We described two different types of nonlinear model for data with curvature — quadratic models and linear models based on transformed variables. There are many data sets for which both types of model fit equally well.
However the different types of model can give very different predictions when used to extrapolate from the observed data. The data cannot help us to decide which is better.
GDP in the USA
For example, consider the time series of GDP (measured in billion dollars, corrected for inflation by being expressed in 1996 dollar terms) in the USA between 1960 and 2001.
We saw earlier that a quadratic model fitted well. In terms of an explanatory variable t that we define to be the year minus 1960 (so that 1960 is year t = 0, 1061 is year t = 1, ...) the least squares curve is
estimate of GDP = 2562.6 − 74.913 t + 2.0851 t2
The logarithm of the pressure is also approximately linearly related to boiling point with the equation
estimate of ln (GDP) = 7.851 + 0.03166 t
This equation can be rewritten in the form
estimate of GDP = exp( 7.851 + 0.03166 t )

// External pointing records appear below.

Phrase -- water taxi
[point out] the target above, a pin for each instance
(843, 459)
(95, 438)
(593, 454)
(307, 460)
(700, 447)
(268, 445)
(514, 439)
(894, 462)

The two models (quadratic in the original measurements and linear in the transformed measurements) both fit the data reasonably well with residual plots that are similar. The data give no indication of which of the alternative models fits better.
Use the pull-down menu to display the two fitted lines (Quadratic model and Log linear model). Observe that they almost coincide.
Select the option Both models, then use the slider to extend the two axes. Before about 1940 and after about 2020, the two models give very different predictions of GDP.
Indeed, the quadratic model (which is green) predicts that GDP would have been higher in 1920 than in 1940, which is clearly unreasonalbe! For these data, the log linear model conforms better to how we might expect GDP to have changed in the past.
However we really have little idea about which curve is better in the future— indeed, neither may adequately predict GDP. The point here is that...
Predictions from any model will be very unreliable if the predictions are made away from values of the explanatory variables where we have data. |